Après plusieurs années de sécheresse sévère qui ont pesé lourdement sur l’agriculture et freiné la croissance économique, les pluies qui arrosent actuellement le Maroc sont, à bien des égards, une bonne nouvelle. Elles reconstituent les réserves hydriques, redonnent de l’oxygène au monde rural et nourrissent l’espoir d’une campagne agricole plus favorable, susceptible d’avoir un effet d’entraînement positif sur l’activité économique nationale. Mais cette bénédiction tant attendue a aussi un revers sombre.
A Safi, ces mêmes pluies ont tourné au drame. En effet, comme Fès quelques jours plus tôt, la ville est endeuillée. Trentesept morts, des dizaines de blessés et des quartiers noyés sous des torrents tombés en seulement une heure. Aujourd’hui, il faut admettre que le Maroc n’affronte plus des épisodes météorologiques exceptionnels, mais entre plutôt dans une ère où l’exception tend à devenir la règle.
En effet, ce qui est arrivé à Safi n’est pas un phénomène isolé. Il s’inscrit dans une chaîne de drames qui dépasse largement les frontières nationales. Que ce soit en Europe, en Afrique de l’Est ou encore en Asie, les pluies diluviennes, les crues soudaines et les vagues de chaleur meurtrières se multiplient. Les vagues de chaleur en Europe ont tué des dizaines de milliers de personnes ces dernières années. L’année dernière, les inondations en Espagne ont fait près de 240 morts. Les climatologues ne parlent plus au conditionnel.
Le réchauffement global, déjà supérieur à 1,3°C, charge l’atmosphère en humidité et transforme cette énergie en précipitations violentes. Le dérèglement climatique est bel et bien en marche. La véritable question n’est donc pas de savoir si ces événements vont se reproduire, mais quand et avec quelles conséquences. Pour autant, les pluies, à elles seules, ne tuent pas. Ce sont plutôt les vulnérabilités accumulées qui transforment un aléa climatique en tragédie humaine, notamment les quartiers exposés, les habitats fragiles, les réseaux d’évacuation insuffisants ou encore l’urbanisation parfois mal anticipée.

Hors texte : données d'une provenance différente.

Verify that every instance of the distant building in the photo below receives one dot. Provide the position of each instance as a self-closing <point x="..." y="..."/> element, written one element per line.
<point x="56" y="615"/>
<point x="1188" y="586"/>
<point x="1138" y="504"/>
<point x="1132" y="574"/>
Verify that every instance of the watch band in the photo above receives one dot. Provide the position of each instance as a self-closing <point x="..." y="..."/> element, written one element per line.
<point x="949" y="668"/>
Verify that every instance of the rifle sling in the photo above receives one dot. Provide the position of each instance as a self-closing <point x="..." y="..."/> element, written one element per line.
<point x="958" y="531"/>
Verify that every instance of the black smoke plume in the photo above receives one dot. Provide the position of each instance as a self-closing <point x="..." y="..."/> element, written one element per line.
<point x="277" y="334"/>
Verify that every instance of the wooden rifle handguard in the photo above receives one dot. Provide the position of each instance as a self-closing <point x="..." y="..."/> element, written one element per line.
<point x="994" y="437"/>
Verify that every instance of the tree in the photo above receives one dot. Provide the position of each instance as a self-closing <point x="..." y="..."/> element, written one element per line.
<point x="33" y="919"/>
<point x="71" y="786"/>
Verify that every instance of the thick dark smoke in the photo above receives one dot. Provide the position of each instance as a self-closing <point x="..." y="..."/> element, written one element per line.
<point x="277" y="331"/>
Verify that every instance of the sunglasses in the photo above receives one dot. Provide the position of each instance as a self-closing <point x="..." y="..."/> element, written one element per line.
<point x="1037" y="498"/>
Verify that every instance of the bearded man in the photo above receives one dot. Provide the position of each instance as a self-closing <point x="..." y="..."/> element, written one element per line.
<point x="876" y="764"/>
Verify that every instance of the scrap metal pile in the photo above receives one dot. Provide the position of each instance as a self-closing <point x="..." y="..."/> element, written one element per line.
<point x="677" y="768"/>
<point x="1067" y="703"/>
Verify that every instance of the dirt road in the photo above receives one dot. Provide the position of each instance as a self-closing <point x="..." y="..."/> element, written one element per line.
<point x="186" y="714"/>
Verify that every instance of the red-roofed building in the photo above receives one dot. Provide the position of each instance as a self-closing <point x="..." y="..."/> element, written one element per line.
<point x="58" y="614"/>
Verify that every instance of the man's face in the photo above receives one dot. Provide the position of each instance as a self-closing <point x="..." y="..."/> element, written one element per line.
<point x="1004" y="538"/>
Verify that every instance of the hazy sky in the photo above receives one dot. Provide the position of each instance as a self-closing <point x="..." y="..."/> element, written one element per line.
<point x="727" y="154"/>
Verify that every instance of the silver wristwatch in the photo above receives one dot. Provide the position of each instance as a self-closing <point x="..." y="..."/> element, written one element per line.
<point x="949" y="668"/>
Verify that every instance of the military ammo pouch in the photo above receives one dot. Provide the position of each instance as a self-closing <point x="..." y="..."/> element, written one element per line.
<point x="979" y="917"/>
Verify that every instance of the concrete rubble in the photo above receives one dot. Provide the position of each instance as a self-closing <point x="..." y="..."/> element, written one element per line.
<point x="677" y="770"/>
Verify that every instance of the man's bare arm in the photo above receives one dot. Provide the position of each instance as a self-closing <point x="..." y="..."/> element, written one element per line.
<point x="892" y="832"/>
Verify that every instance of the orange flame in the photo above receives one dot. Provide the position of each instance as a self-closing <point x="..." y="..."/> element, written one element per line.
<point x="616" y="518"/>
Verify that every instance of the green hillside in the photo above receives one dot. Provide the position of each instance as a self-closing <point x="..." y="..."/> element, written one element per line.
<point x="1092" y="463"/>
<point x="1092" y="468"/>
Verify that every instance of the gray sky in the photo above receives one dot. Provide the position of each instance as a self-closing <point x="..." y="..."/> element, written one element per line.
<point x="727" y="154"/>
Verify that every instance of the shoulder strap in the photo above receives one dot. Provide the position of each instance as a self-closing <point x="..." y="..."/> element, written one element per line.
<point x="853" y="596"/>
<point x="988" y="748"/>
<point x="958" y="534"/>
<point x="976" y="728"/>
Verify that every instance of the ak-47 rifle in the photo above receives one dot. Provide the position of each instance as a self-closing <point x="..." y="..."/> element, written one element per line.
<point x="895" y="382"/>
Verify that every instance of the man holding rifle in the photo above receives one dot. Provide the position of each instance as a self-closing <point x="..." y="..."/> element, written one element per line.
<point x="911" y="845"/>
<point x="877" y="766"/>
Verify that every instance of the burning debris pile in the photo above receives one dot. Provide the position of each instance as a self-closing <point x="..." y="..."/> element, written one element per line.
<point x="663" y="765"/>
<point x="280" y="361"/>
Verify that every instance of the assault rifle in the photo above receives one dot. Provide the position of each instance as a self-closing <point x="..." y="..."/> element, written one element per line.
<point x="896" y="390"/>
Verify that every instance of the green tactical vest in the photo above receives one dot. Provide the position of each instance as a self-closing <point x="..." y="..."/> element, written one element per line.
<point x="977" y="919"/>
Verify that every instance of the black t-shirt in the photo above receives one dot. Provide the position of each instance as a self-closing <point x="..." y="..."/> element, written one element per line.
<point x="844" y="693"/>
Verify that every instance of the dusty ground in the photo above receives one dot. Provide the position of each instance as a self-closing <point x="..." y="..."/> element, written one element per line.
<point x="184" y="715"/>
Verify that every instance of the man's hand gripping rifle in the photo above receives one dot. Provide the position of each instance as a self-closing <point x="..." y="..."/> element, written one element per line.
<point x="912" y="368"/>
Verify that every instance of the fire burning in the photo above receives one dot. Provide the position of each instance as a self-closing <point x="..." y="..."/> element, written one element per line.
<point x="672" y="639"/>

Les scientifiques ne disent pas autre chose. Selon eux, il n’existe pas de catastrophe naturelle pure, mais des sociétés plus ou moins préparées à encaisser le choc. «Nous savons qu'il n'y a pas de catastrophe naturelle. C'est la vulnérabilité et l'exposition de la population qui transforment les risques météorologiques en catastrophes humanitaires», souligne une analyse des incidents météorologiques du World Weather Attribution (WWA).
Le parallèle avec Fès est éclairant. Là-bas, ce ne sont pas les eaux qui ont tué 22 personnes, mais l’effondrement de deux bâtiments. A l’heure actuelle, le Maroc pleure donc ses victimes : 59 morts en quelques jours d’intervalle. Il est néanmoins important de tirer les leçons de ces deux drames. L’un rappelle que l’acte de bâtir ne peut plus tolérer ni approximation ni complaisance. L’autre montre que dans un pays désormais exposé à des chocs climatiques plus fréquents et plus violents, l’anticipation des risques n’est plus une option, mais un impératif de protection civile.